Aus den alten Zuchten – auf die wichtigsten dieser Pioniere wird später noch genauer eingegangen – kam in der Regel qualitätsvolles Material auch nur dann auf den Markt, wenn einer der Besitzer-Züchter verstarb und sein Pferdebestand, mit oder ohne Gestüt, auf einer Auktion zum Verkauf stand. Eine Ausnahme waren die Alexanders, die für 15.000 Dollar Lexington kauften, damals Amerikas größte Farm betrieben und ihre Produkte auch auf Jährlingsauktionen anboten, die allerdings nicht die Bedeutung heutiger Sales hatten. So wie sie setzten auch andere Züchter, die jeweils zu den erfolgreichsten Ihrer Zeit zählten, Meilensteine auf dem langen Weg zum vollendeten Rennpferd. So zog John Bowes mit West Australian den ersten Gewinner der „Triple Crown“ und verkaufte alle seine vier Derbysieger; Joseph Hawley, der dem später so berühmten englischen Trainer John Porter auf die Beine half, vier Derbys und alle englischen Klassiks gewann, soll dennoch nie mehr als acht Zuchtstuten in seiner Herde gehabt haben, und Lord Fallmouth, der wahrscheinlich nie einen eigenen Hengst aufstellte und dessen Eigengewächs Queen Bertha zu seiner wichtigsten Gründerstute wurde, zog 14 klassische Sieger.

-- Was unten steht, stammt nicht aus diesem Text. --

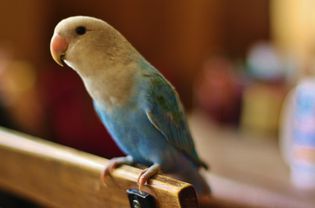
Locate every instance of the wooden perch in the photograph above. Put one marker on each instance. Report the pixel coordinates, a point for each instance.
(58, 176)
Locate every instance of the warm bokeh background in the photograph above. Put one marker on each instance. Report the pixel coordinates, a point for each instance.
(233, 63)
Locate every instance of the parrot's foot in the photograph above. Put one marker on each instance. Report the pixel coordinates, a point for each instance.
(114, 163)
(146, 174)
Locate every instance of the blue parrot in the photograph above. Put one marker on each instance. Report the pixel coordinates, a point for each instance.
(137, 105)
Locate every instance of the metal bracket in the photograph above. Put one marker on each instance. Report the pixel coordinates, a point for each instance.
(140, 199)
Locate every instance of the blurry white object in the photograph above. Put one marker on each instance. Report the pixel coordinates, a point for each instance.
(298, 134)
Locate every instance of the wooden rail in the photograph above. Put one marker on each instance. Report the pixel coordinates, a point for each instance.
(58, 176)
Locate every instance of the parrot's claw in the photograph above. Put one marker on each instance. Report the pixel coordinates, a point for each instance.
(114, 163)
(146, 174)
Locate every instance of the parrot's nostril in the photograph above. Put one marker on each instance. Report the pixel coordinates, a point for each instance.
(58, 47)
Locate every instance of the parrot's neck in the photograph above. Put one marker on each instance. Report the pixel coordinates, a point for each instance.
(112, 86)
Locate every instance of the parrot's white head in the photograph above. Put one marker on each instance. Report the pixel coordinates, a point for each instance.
(103, 58)
(80, 40)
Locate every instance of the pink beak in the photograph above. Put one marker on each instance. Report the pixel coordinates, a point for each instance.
(58, 47)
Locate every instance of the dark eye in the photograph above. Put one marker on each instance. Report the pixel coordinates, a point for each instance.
(81, 30)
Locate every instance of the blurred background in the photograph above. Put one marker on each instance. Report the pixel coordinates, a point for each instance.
(232, 62)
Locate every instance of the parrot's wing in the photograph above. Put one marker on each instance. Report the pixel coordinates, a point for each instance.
(165, 112)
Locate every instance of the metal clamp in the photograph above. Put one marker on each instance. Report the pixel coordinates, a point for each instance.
(140, 199)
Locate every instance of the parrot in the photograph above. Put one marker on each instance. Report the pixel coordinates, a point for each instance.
(138, 106)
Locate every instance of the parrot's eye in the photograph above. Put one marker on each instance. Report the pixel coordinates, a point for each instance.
(81, 30)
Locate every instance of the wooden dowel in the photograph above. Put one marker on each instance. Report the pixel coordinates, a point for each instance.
(59, 176)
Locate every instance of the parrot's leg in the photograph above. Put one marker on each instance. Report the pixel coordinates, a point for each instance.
(147, 173)
(114, 163)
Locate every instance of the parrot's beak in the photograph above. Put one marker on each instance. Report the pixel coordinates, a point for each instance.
(58, 47)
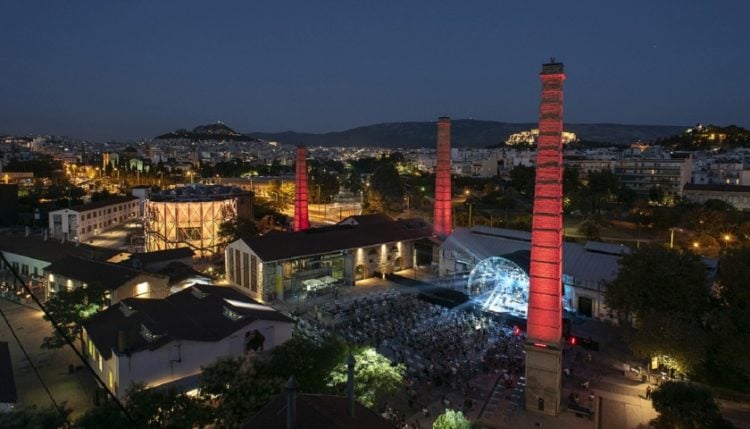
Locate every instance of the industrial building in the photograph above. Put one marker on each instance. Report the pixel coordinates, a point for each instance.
(278, 265)
(191, 216)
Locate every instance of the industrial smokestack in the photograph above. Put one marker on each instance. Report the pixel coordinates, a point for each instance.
(443, 222)
(291, 403)
(301, 220)
(350, 385)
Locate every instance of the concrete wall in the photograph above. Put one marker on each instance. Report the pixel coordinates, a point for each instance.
(179, 359)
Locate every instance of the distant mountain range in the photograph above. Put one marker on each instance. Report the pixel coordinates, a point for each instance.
(465, 133)
(216, 131)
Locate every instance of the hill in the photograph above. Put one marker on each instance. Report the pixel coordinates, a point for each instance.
(216, 131)
(466, 133)
(709, 137)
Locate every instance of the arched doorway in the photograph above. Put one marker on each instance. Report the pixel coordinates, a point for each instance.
(359, 272)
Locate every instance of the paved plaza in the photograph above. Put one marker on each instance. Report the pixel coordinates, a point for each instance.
(75, 389)
(483, 392)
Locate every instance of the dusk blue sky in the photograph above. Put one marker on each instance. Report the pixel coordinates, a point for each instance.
(123, 69)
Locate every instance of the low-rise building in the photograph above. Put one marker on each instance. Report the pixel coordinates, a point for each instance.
(30, 255)
(118, 281)
(282, 264)
(586, 267)
(191, 216)
(85, 221)
(160, 341)
(736, 195)
(642, 174)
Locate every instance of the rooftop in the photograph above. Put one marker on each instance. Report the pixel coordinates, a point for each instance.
(351, 233)
(717, 188)
(198, 192)
(51, 250)
(104, 203)
(94, 273)
(198, 313)
(593, 261)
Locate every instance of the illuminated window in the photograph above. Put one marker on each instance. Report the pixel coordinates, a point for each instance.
(142, 289)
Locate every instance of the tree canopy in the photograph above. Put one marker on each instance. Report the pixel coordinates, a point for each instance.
(667, 293)
(686, 405)
(70, 309)
(451, 419)
(375, 376)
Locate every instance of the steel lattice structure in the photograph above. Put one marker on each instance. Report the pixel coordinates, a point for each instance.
(188, 223)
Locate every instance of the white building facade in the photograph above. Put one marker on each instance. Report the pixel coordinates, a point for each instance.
(85, 221)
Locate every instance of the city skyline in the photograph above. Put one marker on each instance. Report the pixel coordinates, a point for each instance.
(136, 70)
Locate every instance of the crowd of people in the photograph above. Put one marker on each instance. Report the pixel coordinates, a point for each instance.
(443, 349)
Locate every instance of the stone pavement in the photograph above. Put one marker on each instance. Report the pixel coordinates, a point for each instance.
(75, 389)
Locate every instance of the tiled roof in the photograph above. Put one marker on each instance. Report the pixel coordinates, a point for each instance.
(368, 230)
(104, 203)
(103, 274)
(52, 250)
(196, 314)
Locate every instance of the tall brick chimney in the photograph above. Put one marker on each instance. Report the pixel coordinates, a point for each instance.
(301, 219)
(544, 339)
(443, 223)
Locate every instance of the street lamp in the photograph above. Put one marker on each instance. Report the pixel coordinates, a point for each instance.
(671, 236)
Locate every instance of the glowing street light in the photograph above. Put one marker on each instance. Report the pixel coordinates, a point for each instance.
(726, 239)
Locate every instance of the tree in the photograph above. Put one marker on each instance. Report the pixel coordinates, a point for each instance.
(106, 415)
(310, 363)
(665, 295)
(686, 405)
(165, 409)
(375, 376)
(601, 185)
(34, 418)
(241, 387)
(590, 229)
(70, 308)
(730, 321)
(451, 419)
(386, 193)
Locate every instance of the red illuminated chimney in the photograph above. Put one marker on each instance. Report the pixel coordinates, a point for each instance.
(544, 341)
(301, 220)
(443, 224)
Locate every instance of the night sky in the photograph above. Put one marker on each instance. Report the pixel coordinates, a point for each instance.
(122, 69)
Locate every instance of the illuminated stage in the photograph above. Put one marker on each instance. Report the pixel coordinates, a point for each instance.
(500, 284)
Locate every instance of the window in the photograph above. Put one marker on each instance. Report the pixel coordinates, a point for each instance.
(148, 335)
(246, 272)
(189, 233)
(231, 314)
(254, 273)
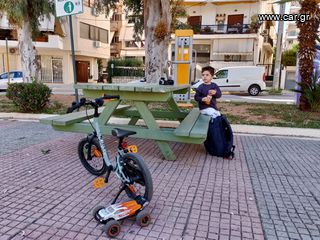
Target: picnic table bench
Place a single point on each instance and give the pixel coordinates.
(193, 126)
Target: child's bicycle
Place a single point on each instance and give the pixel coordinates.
(129, 167)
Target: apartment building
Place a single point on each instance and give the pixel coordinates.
(91, 39)
(227, 33)
(291, 36)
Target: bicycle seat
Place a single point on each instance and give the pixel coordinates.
(120, 133)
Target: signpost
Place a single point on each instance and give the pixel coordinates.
(69, 8)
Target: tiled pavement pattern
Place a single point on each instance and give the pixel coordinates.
(285, 174)
(16, 135)
(50, 196)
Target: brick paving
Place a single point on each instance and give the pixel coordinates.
(50, 196)
(285, 174)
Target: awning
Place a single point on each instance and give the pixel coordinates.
(232, 53)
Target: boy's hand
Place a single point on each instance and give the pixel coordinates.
(207, 99)
(212, 92)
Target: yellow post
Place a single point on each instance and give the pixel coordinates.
(184, 54)
(8, 62)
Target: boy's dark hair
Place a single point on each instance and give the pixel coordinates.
(209, 69)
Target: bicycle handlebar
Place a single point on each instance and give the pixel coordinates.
(98, 102)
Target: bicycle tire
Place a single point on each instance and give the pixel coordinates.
(141, 170)
(84, 159)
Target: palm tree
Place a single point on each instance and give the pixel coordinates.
(307, 46)
(155, 18)
(24, 15)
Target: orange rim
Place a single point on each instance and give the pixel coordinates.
(97, 153)
(113, 230)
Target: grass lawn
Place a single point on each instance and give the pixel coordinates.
(281, 115)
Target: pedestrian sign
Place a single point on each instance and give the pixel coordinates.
(68, 7)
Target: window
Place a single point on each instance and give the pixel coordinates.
(84, 31)
(130, 44)
(93, 33)
(18, 74)
(89, 3)
(222, 74)
(232, 58)
(103, 35)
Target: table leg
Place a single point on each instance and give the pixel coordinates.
(152, 125)
(107, 112)
(133, 121)
(173, 105)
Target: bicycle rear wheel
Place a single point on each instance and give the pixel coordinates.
(137, 171)
(91, 156)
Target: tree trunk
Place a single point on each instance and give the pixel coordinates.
(157, 22)
(307, 46)
(28, 52)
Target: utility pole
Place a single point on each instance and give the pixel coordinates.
(277, 67)
(8, 62)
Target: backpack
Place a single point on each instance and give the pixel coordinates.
(219, 140)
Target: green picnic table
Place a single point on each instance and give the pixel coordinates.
(193, 126)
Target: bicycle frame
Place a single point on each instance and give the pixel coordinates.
(117, 168)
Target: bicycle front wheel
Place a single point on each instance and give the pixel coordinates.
(91, 157)
(137, 171)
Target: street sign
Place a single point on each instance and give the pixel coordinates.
(68, 7)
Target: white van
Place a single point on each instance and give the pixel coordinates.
(249, 79)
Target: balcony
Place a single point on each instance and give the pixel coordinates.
(49, 41)
(224, 29)
(115, 26)
(115, 47)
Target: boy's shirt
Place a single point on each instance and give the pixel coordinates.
(202, 91)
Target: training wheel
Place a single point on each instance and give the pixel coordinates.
(112, 228)
(143, 218)
(95, 213)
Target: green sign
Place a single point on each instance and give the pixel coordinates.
(68, 7)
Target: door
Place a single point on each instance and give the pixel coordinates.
(195, 23)
(57, 70)
(82, 71)
(235, 23)
(221, 79)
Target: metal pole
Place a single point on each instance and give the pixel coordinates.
(277, 67)
(73, 59)
(8, 62)
(3, 64)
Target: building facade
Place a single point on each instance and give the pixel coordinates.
(91, 40)
(226, 33)
(291, 36)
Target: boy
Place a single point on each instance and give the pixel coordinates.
(207, 93)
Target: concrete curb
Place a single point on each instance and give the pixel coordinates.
(237, 128)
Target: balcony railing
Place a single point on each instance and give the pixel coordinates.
(225, 29)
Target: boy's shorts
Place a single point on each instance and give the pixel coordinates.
(211, 112)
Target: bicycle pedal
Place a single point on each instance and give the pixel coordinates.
(99, 183)
(133, 148)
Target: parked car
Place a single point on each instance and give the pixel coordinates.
(249, 79)
(15, 77)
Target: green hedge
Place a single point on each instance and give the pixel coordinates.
(125, 67)
(29, 97)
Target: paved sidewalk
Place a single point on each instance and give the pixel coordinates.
(237, 128)
(50, 196)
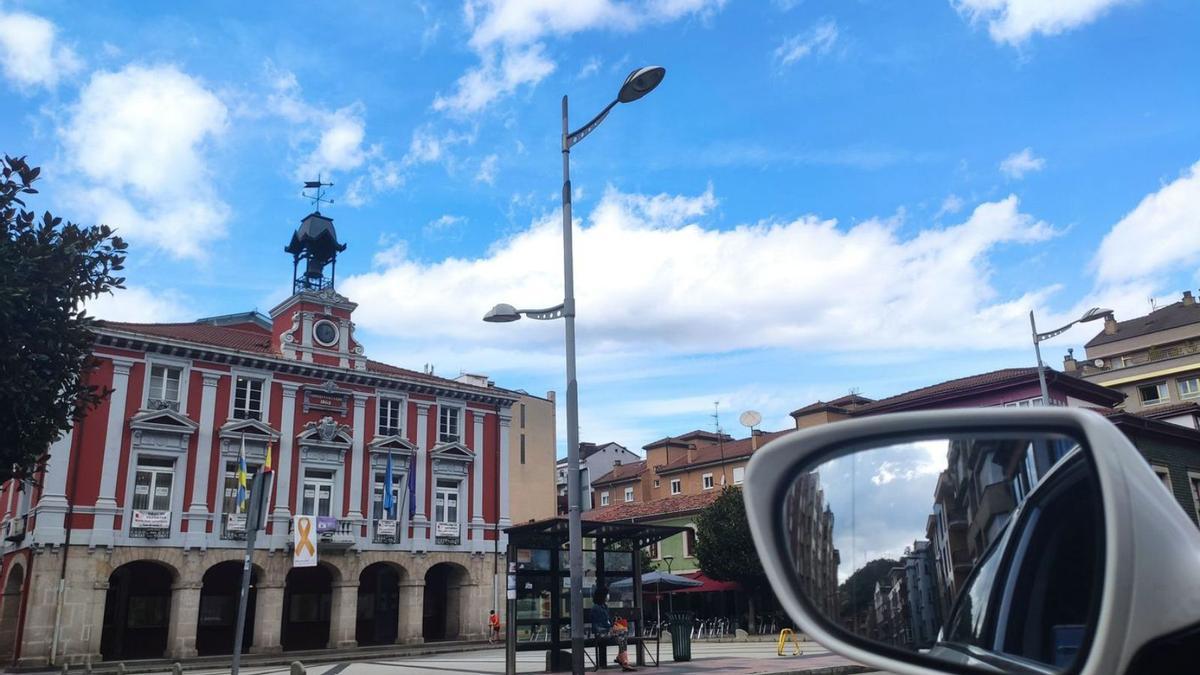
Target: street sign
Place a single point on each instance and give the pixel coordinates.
(304, 541)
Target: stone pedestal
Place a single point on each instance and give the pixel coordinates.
(185, 609)
(268, 617)
(343, 615)
(412, 611)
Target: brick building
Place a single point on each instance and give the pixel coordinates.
(130, 544)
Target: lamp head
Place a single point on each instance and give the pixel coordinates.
(640, 83)
(1095, 314)
(502, 314)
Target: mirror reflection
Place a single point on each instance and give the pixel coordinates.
(978, 550)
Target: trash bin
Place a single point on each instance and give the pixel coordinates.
(681, 635)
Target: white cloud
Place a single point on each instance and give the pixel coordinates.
(705, 290)
(137, 304)
(951, 204)
(508, 36)
(1159, 234)
(486, 172)
(1015, 21)
(139, 139)
(30, 53)
(817, 40)
(1017, 165)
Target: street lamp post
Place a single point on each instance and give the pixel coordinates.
(639, 83)
(1090, 315)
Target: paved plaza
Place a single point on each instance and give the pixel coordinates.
(744, 658)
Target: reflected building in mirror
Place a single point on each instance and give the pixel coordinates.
(815, 560)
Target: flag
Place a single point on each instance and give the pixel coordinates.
(243, 478)
(389, 501)
(412, 487)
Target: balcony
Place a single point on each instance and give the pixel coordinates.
(150, 524)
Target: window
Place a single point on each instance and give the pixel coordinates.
(247, 399)
(153, 483)
(397, 487)
(449, 424)
(1164, 475)
(1153, 394)
(390, 411)
(318, 493)
(445, 502)
(1189, 387)
(165, 387)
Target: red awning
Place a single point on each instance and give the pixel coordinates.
(709, 585)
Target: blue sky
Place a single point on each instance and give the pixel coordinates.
(821, 196)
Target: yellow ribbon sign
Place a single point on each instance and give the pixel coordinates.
(304, 538)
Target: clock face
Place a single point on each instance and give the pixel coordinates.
(325, 333)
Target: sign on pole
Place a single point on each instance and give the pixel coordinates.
(304, 541)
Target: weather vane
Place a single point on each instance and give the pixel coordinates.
(319, 197)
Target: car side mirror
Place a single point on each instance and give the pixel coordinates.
(976, 541)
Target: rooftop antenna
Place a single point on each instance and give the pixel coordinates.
(319, 197)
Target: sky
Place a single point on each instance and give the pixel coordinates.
(820, 197)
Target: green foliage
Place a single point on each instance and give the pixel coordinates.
(47, 269)
(725, 549)
(857, 592)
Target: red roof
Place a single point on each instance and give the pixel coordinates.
(664, 507)
(622, 473)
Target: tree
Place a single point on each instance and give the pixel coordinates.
(48, 268)
(725, 548)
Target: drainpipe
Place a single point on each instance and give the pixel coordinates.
(73, 470)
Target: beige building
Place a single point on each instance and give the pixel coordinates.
(1153, 359)
(532, 442)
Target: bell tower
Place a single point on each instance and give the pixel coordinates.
(315, 323)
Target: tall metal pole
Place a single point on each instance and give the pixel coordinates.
(575, 515)
(1042, 369)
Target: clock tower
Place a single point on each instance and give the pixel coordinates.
(315, 323)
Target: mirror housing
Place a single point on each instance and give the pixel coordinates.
(1135, 607)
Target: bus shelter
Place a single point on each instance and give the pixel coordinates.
(539, 615)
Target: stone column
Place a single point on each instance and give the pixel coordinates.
(114, 436)
(412, 611)
(52, 507)
(268, 617)
(355, 513)
(282, 513)
(421, 532)
(185, 608)
(198, 511)
(505, 431)
(343, 615)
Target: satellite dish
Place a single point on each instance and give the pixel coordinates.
(750, 418)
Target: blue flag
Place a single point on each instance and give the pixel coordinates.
(412, 487)
(389, 501)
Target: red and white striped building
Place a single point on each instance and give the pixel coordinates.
(130, 547)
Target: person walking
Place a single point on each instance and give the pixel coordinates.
(493, 625)
(605, 627)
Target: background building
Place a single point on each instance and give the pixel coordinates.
(136, 511)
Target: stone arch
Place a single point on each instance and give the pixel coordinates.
(378, 603)
(10, 610)
(307, 605)
(445, 611)
(220, 595)
(137, 609)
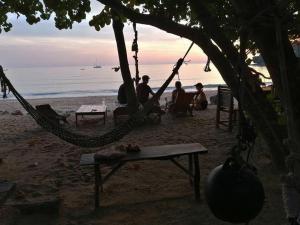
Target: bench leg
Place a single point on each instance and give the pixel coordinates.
(196, 177)
(97, 184)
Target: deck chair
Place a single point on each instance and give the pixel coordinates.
(225, 105)
(49, 113)
(183, 104)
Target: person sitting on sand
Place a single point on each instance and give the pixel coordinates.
(143, 90)
(122, 98)
(200, 101)
(178, 90)
(175, 93)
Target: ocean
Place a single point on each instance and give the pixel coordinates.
(80, 81)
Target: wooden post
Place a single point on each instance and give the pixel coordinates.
(97, 183)
(196, 177)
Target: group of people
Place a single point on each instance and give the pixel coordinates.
(143, 91)
(199, 101)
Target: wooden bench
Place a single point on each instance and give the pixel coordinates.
(161, 152)
(85, 110)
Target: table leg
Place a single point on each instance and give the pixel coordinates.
(191, 168)
(97, 183)
(196, 177)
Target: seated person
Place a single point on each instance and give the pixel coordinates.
(200, 101)
(143, 90)
(122, 98)
(178, 90)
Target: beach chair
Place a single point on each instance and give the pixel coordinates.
(183, 104)
(225, 104)
(46, 111)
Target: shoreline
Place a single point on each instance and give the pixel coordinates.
(46, 168)
(71, 104)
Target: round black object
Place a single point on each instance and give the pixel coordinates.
(233, 193)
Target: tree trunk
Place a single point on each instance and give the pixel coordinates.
(128, 82)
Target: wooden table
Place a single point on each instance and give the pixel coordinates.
(161, 152)
(91, 110)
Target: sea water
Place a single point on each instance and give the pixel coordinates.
(80, 81)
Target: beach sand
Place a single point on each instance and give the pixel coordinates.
(46, 168)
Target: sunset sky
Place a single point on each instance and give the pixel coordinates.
(44, 45)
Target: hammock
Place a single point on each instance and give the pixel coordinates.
(83, 140)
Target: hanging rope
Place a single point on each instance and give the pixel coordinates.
(207, 66)
(4, 88)
(135, 48)
(90, 141)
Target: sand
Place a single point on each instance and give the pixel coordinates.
(46, 169)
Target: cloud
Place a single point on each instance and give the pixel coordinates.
(44, 45)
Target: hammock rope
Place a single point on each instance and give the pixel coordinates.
(91, 141)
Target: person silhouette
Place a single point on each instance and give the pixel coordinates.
(144, 90)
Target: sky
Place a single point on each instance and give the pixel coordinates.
(43, 45)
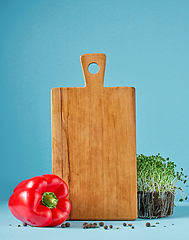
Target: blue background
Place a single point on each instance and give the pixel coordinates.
(41, 41)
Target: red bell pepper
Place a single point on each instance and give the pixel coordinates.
(41, 201)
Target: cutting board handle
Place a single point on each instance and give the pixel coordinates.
(93, 80)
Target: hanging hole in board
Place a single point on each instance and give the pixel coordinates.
(93, 68)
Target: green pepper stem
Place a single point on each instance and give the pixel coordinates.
(49, 199)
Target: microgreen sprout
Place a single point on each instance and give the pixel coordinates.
(156, 174)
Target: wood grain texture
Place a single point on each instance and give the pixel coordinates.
(94, 146)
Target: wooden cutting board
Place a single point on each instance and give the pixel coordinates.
(94, 146)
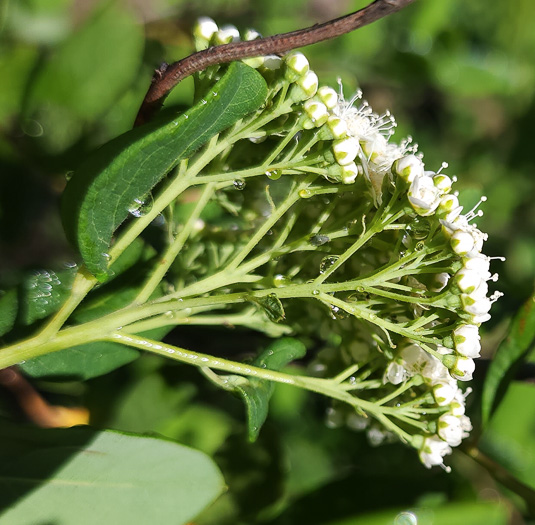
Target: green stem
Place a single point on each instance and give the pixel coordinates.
(169, 256)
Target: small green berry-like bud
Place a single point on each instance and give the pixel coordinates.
(316, 111)
(309, 83)
(328, 96)
(408, 168)
(296, 66)
(443, 393)
(337, 126)
(466, 339)
(463, 368)
(305, 87)
(350, 172)
(345, 150)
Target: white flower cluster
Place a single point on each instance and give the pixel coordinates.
(357, 142)
(452, 425)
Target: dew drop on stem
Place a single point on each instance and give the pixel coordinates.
(274, 174)
(141, 205)
(239, 184)
(327, 262)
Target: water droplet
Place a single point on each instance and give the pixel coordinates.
(141, 206)
(419, 228)
(338, 313)
(327, 262)
(319, 240)
(274, 174)
(280, 280)
(239, 184)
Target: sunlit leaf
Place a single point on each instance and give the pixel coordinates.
(85, 477)
(98, 198)
(509, 438)
(513, 348)
(8, 310)
(256, 393)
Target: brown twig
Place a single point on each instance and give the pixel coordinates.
(36, 408)
(165, 79)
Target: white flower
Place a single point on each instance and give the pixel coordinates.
(442, 182)
(449, 208)
(226, 34)
(463, 368)
(205, 29)
(433, 451)
(476, 304)
(423, 195)
(466, 425)
(417, 361)
(444, 392)
(440, 281)
(345, 150)
(462, 242)
(395, 373)
(469, 281)
(328, 96)
(450, 430)
(466, 339)
(478, 263)
(460, 228)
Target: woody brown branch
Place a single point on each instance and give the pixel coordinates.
(165, 79)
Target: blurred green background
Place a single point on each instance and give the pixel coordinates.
(459, 77)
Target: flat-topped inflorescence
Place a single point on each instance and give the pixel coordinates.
(375, 236)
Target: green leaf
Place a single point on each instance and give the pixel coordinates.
(94, 359)
(80, 362)
(97, 199)
(43, 292)
(509, 438)
(85, 477)
(8, 310)
(256, 393)
(515, 346)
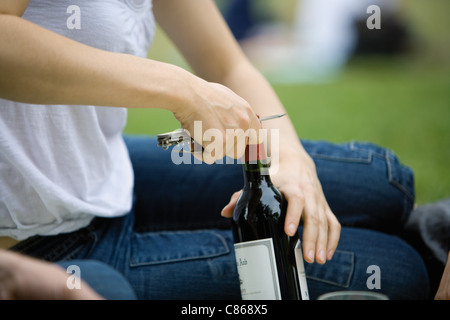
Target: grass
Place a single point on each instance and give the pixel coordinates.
(399, 103)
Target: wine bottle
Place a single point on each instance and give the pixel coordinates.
(269, 262)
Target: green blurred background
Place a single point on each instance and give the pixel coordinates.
(400, 102)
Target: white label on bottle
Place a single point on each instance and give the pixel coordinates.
(301, 271)
(257, 270)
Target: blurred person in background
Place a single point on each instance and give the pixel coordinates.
(324, 36)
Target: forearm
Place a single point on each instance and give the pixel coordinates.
(41, 67)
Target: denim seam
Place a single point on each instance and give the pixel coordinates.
(190, 258)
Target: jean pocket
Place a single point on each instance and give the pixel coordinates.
(152, 248)
(338, 271)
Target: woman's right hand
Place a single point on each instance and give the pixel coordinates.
(226, 121)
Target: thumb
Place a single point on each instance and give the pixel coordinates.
(228, 210)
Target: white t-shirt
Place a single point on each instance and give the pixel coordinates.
(62, 165)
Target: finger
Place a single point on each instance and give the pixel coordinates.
(228, 210)
(322, 237)
(310, 231)
(296, 204)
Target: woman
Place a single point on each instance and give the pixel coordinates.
(66, 174)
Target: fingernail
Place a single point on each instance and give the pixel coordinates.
(311, 255)
(321, 256)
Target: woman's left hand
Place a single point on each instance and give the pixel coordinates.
(297, 179)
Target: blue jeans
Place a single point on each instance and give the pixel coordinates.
(175, 245)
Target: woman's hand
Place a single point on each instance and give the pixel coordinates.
(296, 178)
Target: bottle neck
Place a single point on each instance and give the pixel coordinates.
(256, 168)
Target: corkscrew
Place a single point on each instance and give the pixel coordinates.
(180, 136)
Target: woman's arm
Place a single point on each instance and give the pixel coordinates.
(199, 31)
(41, 67)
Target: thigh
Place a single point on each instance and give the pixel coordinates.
(170, 196)
(201, 264)
(365, 185)
(369, 260)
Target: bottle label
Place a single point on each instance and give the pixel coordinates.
(301, 271)
(257, 270)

Etwa 15 Jahre nach den Alexanders starteten auch der Duke of Westminster und der Franzose Edmond Blanc ihre Zuchten, wobei der Engländer kaufen konnte, was zu kaufen war. Für den von Sir Tatton Sykes 1870 gezogene Stockwell-Sohn Doncaster (Derby, Goodwood-, Ascot Gold Cup…) zahlte er die damals enorme Summe von 14.000 Pfund. Aus dessen erstem Jahrgang erhielt er den für ihn so erfolgreichen Bend Or, den Vater des in 16 Rennen ungeschlagenen „Triple Crown Winner“ Ormonde und, über dessen Sohn Orme, wurde Bernd Or Urgroßvater von Flying Fox. Und dieser sicherte sich ebenfalls das Triple 2000 Guineas, Derby und St. Ledger. Edmond Blanc, der für Flying Fox 37.500 Guineas zahlte, zog von ihm Ajax, und von diesem Teddy.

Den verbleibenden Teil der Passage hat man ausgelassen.